CAR-T-Zellen (Chimeric Antigen Receptor T cells) sind gentechnisch veränderte T-Lymphozyten des Patienten. Sie werden in vitro so modifiziert, dass sie zusätzlich zum ursprünglichen Antigenrezeptor einen weiteren exprimieren mit Bindungsfähigkeit zum Beispiel an CD19 auf B-Lymphozyten. Diese scharf gemachten T-Zellen werden ex vitro vermehrt und dem Patienten reinfundiert. Sie überleben, proliferieren und lösen eine Zytolyse aus. CD19-CAR-T-Zellen können B-Zellen vorübergehend fast vollständig depletieren. In der Onkologie haben sie sich als äußerst effektiv gegen B-Zell-Leukämien und -Lymphome erwiesen. Nun werden sie für die Therapien von Autoimmunerkrankungen entwickelt wie der B-Zellvermittelten autoimmunen Myositis (1). Ohne effektive Behandlung verläuft diese Erkrankung im Allgemeinen schwer und unter Umständen tödlich.

Design 

  • Individueller Heilversuch bei einem 41jährigen Patienten mit idiopathischem, therapierefrakärem Antisynthetase-Syndrom, einer Bildung von Autoantikörpern gegen die für die Proteinbiosynthese erforderlichen t-RNA-Synthetasen

  • Befund: stark ausgeprägte Muskelatrophien, histopathologisch auch Nekrosen der Muskelfasern, Schmerzen und Schwächegefühl, Inflammation in Muskeln, Gelenken und Lunge, nasal Sauerstoff (50 L/Min)

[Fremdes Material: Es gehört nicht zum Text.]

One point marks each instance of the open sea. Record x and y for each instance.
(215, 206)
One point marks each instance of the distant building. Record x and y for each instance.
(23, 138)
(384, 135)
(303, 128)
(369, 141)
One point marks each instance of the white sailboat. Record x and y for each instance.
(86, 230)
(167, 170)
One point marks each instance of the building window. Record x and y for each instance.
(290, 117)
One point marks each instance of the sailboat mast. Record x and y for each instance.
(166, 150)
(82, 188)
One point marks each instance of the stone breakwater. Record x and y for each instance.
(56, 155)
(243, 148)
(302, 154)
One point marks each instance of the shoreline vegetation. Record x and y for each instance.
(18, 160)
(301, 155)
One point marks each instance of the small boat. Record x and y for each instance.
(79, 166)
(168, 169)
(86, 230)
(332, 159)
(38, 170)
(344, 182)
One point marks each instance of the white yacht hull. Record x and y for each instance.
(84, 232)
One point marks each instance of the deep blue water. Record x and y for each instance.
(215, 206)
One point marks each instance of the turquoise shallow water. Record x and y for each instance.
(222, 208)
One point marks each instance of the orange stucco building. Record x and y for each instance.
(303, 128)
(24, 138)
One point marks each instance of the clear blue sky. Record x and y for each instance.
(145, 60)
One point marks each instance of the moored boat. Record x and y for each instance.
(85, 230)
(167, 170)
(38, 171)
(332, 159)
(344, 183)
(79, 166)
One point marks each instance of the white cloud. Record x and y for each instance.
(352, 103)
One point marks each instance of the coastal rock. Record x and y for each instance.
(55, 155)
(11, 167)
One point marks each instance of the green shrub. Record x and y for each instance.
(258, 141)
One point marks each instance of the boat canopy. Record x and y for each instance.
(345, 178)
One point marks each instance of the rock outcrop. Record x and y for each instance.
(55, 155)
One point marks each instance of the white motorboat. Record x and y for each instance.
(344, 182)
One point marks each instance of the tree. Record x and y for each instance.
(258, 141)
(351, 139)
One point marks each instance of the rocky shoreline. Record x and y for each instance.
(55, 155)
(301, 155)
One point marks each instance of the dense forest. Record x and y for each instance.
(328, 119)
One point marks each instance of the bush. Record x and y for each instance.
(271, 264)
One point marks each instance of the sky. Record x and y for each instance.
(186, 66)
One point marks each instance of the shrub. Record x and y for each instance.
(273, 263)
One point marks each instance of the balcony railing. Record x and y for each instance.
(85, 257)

  • Vorbehandlungen: Glukokortikoide, Rituximab, Tacrolimus, Cyclophosphamid und Kombinationen der Medikamente nicht ausreichend und vor allem nicht anhaltend wirksam 

  • Laborwerte vor Therapie mit CAR-T-Zellen: Kreatininkinase 9305/U/l (normal < 190 U/l), Myoglobin 2148 μg/l (normal < 70 μg/l), C-reaktives Protein 21,7 mg/l, normal < 5 mg/l)

Hauptergebnisse 

  • Es wurden 1 × 10CAR-T-Zellen/kg Körpergewicht reinfundiert. Die CAR-T-Zellen vermehrten sich bis Tag 8 auf das 600fache der Ausgangskonzentration und fielen anschließend in der Zellzahl ab.

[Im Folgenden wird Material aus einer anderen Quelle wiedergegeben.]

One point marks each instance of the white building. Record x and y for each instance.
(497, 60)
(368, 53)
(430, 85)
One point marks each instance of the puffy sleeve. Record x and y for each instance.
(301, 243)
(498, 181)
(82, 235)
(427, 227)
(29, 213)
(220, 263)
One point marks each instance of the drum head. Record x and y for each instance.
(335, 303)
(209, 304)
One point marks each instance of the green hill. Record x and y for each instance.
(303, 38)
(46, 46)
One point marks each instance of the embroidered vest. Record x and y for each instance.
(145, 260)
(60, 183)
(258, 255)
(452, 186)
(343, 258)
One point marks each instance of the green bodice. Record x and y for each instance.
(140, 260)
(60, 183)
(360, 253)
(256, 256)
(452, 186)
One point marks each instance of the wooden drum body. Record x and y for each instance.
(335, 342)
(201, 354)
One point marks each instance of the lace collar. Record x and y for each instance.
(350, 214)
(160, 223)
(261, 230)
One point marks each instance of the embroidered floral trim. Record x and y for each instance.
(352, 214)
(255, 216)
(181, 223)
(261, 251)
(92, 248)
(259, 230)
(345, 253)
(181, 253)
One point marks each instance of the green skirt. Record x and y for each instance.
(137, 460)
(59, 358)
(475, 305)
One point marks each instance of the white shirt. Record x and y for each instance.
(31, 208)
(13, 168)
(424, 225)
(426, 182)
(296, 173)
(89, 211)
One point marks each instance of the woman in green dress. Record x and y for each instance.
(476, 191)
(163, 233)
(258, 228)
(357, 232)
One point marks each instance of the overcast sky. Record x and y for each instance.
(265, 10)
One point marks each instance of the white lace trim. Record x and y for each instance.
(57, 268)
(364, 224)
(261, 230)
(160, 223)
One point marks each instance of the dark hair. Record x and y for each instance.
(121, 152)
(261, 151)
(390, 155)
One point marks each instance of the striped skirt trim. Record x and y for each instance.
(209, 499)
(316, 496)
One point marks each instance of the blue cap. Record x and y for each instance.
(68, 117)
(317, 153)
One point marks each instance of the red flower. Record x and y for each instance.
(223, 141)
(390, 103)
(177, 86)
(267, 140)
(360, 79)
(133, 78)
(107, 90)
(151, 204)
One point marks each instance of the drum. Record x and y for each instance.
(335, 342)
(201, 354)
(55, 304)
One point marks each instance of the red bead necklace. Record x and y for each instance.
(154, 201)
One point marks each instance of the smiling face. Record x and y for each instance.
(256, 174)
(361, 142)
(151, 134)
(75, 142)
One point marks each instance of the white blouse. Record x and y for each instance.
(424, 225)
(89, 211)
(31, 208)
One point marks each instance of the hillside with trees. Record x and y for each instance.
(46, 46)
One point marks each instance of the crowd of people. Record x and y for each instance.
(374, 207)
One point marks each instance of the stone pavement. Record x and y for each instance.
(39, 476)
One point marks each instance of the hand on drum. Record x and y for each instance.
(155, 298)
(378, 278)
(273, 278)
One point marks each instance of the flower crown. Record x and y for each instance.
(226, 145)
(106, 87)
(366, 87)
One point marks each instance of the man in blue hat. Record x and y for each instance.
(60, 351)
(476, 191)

  • Nach der CAR-T-Zellinfusion kam es kurzfristig zu einem Anstieg der Kreatininkinase-Konzentration auf 13.600 U/l, möglicherweise durch die ausgeprägte Zytolyse von B-Lymphozyten.

  • Der Patient erholte sich dann aber rasch mit einer Zunahme von Muskelmasse, -kraft und Atmungskapazität, inklusive einer Normalisierung von Laborwerten.

  • Am Tag 180 nach CAR-T-Zellinfusion war er komplett genesen, ohne dass eine weitere immunsuppressive Behandlung erforderlich wäre.

  • Es war lediglich IgG ein Mal pro Monat substituiert worden.

Klinische Bedeutung

Die Kasuistik belegt nach Angaben der Autorinnen und Autoren weltweit erstmals, dass eine CAR-T-Zelltherapie bei refraktären autoimmunen Myopathien machbar und verträglich ist und im konkreten Behandlungsfall hoch effektiv war. 

6 Monate nach der CAR-T-Zellverabreichung sei der Patient vollkommen genesen gewesen. Kraft, Leistungsfähigkeit und Ausdauer kamen zurück.

Besonders bemerkenswert an diesem Fall sei, dass alle immunsuppressiven Medikamente inklusive Glukokortikoiden komplett abgesetzt werden konnten, ohne dass die Erkrankung wiederaufflammte, auch nicht nach Rekonstitution der B-Lymphozyten (2).

Zuvor sei bereits bei einer kleinen Serie von Patienten mit systemischem Lupus erythematosus eine „Wirksamkeit von CAR-T-Zellen eindrucksvoll gezeigt“ worden (3).